There were at least 10-12 teams that looked into potentially trading for Realmuto last offseason when the organization was letting go of their core of young talent.
Some may have thought keeping the 27-year-old around for the 2018 season was a bit odd given the fire sale the front office had in eliminating its most successful players.
The Braves used a platoon mostly of Tyler Flowers and Kurt Suzuki last season. Suzuki is now a free agent and Flowers does not have the skills Realmuto does behind the plate of the bat he would bring to Atlanta’s improving lineup.
Adding Realmuto may very well make Atlanta a World Series contender. And his ability to guide a young pitching staff would prove invaluable.
"“Acquiring Realmuto via trade would likely cost Atlanta several top prospects and perhaps a current Major Leaguer as well,” Kelly added. “The Braves possess one of the game’s top farm systems, per MLB Pipeline.”"

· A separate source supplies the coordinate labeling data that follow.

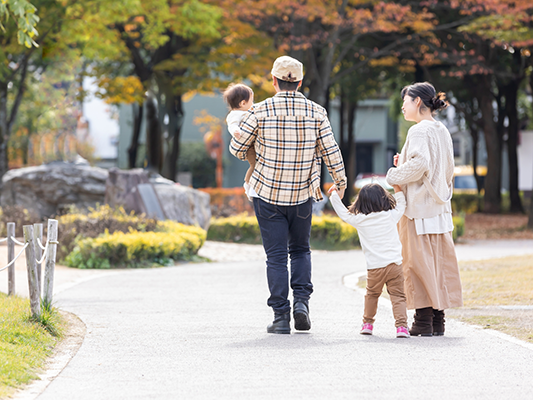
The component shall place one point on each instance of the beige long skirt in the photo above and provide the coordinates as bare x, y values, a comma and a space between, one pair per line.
430, 268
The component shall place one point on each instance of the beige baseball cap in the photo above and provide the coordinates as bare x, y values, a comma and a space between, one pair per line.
288, 69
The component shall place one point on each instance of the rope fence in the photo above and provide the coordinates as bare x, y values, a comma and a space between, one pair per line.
36, 255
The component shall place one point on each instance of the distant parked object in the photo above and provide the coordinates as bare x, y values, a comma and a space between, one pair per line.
464, 180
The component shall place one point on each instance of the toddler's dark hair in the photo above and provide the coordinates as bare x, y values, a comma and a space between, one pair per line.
235, 93
372, 198
427, 93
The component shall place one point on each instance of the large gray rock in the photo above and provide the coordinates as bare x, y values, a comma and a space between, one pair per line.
48, 188
179, 203
184, 204
121, 188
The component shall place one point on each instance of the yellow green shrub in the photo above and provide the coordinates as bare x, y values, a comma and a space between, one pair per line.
170, 242
78, 225
237, 229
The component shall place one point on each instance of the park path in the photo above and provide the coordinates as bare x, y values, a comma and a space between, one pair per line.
197, 331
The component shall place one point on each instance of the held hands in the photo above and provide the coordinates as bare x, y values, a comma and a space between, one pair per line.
395, 159
333, 188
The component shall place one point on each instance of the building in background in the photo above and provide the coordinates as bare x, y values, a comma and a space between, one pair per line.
98, 126
375, 132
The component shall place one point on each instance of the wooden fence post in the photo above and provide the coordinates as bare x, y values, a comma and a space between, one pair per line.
33, 282
38, 234
10, 257
50, 263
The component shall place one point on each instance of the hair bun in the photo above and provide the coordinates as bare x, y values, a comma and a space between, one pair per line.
439, 102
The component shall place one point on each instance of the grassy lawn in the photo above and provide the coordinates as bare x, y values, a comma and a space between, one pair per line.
498, 295
24, 344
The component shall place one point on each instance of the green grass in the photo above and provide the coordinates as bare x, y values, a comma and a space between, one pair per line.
24, 344
502, 281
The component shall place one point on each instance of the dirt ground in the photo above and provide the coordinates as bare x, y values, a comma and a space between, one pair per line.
516, 321
500, 226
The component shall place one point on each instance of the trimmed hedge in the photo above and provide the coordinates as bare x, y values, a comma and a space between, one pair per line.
171, 242
327, 232
77, 225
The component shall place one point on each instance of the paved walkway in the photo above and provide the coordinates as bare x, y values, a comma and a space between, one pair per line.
197, 331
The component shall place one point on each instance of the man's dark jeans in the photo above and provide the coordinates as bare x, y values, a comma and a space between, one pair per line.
286, 230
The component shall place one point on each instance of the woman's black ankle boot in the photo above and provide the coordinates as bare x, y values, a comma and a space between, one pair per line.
423, 325
438, 322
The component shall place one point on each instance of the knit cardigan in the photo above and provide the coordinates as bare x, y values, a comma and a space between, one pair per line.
428, 151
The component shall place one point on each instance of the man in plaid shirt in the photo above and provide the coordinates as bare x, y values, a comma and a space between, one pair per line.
290, 134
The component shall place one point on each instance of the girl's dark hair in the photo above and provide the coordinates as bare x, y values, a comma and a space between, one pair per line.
372, 198
430, 98
235, 93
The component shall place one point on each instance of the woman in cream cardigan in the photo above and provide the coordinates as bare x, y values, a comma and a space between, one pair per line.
424, 170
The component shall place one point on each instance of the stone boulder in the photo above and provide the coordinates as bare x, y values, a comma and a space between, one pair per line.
179, 203
184, 204
121, 189
49, 188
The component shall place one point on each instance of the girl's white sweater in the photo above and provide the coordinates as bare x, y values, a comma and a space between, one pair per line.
378, 232
428, 151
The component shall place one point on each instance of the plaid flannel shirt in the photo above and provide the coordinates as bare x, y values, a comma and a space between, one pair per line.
290, 134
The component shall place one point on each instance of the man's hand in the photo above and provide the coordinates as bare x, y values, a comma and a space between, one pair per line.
333, 188
395, 159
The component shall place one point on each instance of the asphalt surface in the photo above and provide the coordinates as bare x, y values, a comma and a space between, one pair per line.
198, 331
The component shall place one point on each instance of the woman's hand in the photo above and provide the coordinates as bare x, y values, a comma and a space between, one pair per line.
395, 159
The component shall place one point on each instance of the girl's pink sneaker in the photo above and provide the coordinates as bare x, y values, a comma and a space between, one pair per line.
402, 331
366, 329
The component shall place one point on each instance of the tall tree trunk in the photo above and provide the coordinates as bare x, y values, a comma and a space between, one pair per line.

Would the Marlins entertain obtaining a pitcher or two, knowing they have a young core of pitchers in the minors and on the Major League roster? How would a deal like this affect Miami’s prospects and the future of the pitching staff?
There is no sense of urgency for the Marlins to immediately work out a deal for Realmuto, a player the team controls for the next two seasons. This is a decision Realmuto made, not the organization. In the end, Miami will dictate where he plays next season, even if it is not with his current team in 2019.